Hallo to everybody. Now being back from camping-holiday in Italia i wana thank you for your help.
#define actual_temperature my_array[1] #define minimum_temperature my_array[2] #define maximal_temperature my_array[3]
this fits perfect to my requirements, thank you Dan, i would have send you a picture-postcard from Pisa if i have had your adress ;-)
This hint is very helpful, everybody needs a little help if there are tomato-slices on front of your eyes ;-)
this fits perfect to my requirements,
It is a fairly ugly way to do this and will confuse the heck out of anyone trying to maintain it.
Use a union instead. At least this makes it clear which array you're actually referencing to.
this fits perfect to my requirements
Then why not just declare these three variables instead of an array?
Or make them fields in a struct, so you can send the entire block of three variables with one call to the send() routine.

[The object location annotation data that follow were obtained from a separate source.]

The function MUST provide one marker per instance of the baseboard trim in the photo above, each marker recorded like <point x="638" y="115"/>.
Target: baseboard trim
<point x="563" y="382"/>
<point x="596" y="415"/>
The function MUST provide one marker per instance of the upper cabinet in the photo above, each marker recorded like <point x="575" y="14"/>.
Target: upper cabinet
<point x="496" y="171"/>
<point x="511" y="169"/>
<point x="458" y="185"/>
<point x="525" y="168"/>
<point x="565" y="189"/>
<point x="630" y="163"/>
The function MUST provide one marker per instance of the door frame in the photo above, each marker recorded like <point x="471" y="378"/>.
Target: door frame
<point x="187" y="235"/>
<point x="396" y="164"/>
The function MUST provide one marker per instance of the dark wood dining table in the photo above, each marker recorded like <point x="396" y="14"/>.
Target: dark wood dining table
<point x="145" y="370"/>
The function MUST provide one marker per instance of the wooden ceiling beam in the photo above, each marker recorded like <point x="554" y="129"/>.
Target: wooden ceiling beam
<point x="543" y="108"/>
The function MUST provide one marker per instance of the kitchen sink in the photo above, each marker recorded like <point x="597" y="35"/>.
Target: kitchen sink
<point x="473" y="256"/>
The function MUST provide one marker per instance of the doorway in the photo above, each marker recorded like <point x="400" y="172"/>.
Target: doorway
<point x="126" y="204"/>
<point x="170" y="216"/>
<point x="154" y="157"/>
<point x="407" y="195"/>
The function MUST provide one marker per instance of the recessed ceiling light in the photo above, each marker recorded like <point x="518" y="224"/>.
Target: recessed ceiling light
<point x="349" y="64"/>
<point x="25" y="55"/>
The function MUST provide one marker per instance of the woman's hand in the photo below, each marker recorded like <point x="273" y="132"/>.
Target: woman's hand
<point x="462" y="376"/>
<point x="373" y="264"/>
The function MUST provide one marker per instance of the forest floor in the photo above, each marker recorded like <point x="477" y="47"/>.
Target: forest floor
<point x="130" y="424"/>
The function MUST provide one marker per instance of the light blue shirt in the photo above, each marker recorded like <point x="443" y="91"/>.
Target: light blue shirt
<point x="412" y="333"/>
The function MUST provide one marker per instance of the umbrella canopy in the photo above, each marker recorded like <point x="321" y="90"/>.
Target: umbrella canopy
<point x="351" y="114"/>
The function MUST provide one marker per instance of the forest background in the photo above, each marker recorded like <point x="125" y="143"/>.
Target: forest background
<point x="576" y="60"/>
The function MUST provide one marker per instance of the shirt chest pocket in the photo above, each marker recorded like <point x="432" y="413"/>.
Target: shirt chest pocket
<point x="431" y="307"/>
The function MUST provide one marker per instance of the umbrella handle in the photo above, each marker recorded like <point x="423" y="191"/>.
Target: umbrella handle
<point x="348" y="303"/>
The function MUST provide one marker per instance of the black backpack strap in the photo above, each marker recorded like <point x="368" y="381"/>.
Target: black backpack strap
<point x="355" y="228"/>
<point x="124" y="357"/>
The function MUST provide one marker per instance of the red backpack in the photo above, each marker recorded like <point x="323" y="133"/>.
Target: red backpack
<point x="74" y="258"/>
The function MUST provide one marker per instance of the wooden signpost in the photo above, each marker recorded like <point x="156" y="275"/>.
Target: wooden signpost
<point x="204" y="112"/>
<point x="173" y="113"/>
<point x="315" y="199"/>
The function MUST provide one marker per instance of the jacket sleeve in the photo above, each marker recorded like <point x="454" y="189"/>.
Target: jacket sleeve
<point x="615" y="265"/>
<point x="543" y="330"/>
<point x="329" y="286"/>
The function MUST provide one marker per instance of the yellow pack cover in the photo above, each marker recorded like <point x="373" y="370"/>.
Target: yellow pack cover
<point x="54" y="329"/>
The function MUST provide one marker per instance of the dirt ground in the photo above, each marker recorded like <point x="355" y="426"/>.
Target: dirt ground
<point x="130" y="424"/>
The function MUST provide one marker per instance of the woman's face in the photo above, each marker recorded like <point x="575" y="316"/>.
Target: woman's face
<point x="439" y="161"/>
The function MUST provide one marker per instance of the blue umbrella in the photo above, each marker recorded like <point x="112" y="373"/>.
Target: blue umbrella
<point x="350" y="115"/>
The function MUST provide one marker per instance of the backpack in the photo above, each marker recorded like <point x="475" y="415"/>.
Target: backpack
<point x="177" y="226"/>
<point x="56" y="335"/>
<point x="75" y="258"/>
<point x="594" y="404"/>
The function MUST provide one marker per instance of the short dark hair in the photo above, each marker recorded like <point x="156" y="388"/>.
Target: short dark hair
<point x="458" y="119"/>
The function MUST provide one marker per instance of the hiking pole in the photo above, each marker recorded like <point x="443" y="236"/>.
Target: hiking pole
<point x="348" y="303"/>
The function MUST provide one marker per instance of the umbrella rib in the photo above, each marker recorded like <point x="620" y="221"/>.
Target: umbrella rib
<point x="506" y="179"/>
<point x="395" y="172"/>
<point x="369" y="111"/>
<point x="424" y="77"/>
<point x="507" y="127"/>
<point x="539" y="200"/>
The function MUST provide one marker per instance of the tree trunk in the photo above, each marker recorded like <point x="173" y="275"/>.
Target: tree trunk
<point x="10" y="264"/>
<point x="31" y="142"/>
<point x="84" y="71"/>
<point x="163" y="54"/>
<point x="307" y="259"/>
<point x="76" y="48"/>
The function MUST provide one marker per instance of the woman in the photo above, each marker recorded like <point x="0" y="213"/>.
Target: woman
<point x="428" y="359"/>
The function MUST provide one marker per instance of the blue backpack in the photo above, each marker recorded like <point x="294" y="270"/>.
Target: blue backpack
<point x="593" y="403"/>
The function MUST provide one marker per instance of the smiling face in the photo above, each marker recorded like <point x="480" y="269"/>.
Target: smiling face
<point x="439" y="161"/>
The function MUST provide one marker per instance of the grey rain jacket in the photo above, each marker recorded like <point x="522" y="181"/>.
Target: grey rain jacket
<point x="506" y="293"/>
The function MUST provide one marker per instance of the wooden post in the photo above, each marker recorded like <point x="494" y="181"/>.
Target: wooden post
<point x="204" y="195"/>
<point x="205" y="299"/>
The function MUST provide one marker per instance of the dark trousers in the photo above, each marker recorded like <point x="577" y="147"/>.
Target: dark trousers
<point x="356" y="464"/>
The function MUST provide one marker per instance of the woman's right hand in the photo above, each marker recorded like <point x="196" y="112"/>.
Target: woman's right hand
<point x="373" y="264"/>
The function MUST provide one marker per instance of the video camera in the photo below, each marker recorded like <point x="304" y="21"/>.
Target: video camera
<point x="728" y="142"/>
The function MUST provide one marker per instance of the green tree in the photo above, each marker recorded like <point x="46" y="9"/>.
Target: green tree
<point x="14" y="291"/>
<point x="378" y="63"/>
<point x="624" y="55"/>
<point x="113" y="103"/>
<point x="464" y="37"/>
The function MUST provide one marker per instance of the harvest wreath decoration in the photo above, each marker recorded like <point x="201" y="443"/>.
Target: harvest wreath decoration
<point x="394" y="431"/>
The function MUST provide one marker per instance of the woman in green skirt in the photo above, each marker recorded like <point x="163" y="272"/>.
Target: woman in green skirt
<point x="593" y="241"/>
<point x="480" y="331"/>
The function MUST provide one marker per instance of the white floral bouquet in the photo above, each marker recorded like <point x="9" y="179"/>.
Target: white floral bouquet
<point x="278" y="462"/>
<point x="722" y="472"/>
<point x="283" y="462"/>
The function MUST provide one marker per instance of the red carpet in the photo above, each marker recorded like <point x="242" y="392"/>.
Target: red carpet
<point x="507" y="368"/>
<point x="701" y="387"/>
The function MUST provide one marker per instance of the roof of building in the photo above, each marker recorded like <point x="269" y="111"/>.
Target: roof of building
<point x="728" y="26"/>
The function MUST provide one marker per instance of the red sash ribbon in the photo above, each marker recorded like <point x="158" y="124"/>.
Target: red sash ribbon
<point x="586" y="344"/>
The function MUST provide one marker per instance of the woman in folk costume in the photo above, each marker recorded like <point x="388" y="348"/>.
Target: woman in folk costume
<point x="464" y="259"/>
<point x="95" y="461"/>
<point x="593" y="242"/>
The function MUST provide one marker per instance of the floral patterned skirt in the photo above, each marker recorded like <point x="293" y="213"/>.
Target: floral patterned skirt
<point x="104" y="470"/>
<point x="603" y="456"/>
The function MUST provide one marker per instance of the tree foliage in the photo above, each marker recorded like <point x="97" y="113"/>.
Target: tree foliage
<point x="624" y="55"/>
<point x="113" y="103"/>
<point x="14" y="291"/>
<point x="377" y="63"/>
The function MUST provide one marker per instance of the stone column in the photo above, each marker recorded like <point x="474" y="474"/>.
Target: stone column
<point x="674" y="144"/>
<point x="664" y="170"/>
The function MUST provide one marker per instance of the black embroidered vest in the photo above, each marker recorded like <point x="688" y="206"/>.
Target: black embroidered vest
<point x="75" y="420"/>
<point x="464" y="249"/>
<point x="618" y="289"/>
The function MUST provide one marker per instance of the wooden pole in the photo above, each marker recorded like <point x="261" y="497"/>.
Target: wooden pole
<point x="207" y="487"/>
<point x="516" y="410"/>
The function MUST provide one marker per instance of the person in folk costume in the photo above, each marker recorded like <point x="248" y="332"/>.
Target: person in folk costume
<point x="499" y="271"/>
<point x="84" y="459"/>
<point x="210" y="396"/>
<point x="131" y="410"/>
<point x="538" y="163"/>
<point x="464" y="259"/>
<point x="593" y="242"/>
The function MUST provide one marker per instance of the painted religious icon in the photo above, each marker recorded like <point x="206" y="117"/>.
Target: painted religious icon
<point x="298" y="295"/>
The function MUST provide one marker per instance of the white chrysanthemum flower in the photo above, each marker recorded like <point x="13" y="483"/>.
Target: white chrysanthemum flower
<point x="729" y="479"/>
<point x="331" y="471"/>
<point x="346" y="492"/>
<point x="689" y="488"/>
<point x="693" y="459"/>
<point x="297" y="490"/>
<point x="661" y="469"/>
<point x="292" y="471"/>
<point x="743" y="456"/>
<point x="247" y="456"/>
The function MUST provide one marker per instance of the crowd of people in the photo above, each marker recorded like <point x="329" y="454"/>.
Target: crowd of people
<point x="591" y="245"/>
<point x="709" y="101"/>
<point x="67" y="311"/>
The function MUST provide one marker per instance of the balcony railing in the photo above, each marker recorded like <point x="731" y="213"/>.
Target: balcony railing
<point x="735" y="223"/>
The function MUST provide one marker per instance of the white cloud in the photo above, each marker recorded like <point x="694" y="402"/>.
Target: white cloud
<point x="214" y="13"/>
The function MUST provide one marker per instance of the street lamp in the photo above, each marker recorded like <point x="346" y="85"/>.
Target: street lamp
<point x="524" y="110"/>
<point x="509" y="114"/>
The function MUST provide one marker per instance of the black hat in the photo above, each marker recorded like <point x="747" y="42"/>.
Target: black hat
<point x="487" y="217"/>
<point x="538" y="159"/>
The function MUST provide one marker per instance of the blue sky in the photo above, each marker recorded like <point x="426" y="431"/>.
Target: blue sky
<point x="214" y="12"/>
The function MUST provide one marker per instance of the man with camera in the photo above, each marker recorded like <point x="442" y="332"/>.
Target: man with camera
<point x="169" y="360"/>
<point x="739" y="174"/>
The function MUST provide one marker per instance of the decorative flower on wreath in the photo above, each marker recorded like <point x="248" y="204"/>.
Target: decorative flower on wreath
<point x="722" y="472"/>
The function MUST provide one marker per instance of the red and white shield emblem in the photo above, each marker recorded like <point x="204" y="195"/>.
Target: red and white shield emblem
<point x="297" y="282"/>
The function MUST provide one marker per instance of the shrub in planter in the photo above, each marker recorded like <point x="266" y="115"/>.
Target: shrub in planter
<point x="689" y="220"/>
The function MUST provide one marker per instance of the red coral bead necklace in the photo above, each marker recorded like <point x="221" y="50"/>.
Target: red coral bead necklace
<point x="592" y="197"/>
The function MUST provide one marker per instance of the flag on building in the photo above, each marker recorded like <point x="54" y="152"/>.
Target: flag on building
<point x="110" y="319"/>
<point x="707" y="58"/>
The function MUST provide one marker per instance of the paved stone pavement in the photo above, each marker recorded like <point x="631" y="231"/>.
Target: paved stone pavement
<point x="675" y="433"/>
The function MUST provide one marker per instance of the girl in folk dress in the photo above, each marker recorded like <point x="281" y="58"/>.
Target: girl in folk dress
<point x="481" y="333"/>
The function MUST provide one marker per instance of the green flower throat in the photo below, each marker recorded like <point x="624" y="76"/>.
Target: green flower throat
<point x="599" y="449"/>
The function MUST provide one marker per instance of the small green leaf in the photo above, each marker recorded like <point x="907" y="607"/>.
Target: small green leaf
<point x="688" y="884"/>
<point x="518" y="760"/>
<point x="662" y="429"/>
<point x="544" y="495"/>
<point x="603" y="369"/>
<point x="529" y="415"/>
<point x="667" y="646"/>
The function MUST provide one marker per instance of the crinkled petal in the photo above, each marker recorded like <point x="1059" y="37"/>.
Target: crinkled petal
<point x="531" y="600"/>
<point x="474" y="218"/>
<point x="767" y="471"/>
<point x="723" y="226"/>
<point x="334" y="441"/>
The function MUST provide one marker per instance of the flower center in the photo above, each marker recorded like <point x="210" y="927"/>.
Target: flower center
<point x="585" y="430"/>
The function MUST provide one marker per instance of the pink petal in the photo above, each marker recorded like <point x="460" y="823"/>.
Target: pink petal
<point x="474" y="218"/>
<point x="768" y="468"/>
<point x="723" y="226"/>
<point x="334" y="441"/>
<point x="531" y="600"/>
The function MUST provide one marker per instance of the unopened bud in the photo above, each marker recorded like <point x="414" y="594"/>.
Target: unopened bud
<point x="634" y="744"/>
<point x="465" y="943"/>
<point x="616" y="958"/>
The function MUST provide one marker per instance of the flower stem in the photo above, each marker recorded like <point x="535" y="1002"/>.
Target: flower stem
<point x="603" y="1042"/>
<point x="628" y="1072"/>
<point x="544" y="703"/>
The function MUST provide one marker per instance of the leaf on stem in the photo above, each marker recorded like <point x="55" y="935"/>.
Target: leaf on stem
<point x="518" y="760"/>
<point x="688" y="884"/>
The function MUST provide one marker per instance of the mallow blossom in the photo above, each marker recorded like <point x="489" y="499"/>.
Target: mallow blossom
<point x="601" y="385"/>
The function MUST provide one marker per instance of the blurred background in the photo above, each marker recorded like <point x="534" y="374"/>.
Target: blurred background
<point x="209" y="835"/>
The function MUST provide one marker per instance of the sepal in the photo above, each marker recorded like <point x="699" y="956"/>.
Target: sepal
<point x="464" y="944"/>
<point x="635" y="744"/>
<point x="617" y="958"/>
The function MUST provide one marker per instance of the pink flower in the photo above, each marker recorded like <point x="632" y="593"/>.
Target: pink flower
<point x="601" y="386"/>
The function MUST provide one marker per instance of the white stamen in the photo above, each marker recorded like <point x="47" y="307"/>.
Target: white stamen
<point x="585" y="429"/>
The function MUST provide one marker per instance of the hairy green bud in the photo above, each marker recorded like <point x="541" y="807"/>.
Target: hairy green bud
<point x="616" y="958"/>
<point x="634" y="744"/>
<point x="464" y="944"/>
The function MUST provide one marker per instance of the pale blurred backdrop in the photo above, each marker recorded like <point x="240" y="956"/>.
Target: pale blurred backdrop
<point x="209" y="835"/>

It quite definitely doesn't --- it clearly fails the "have the same address" criterion. And neither is it perfect, in any useful interpretation of the word. A struct would be a whole lot more readable.
hides the fact that it is an array wheras #define MY_ARR_actual_temperature 1 #define MY_ARR_minimum_temperature 2 #define MY_ARR_maximal_temperature 3
and accessing it by my_array[MY_ARR_actual_temperature] would not
I consider it important that an 'array indicator' e.g. MY_ARR_ be included in the offset name, I have found horrendous bugs where the offset from your_array was used on my_array creating a very tough bug (nobody could 'see' it). e.g. if no 'array indicator' was included, could you spot your_array[actual_temperature] in a reasonable time?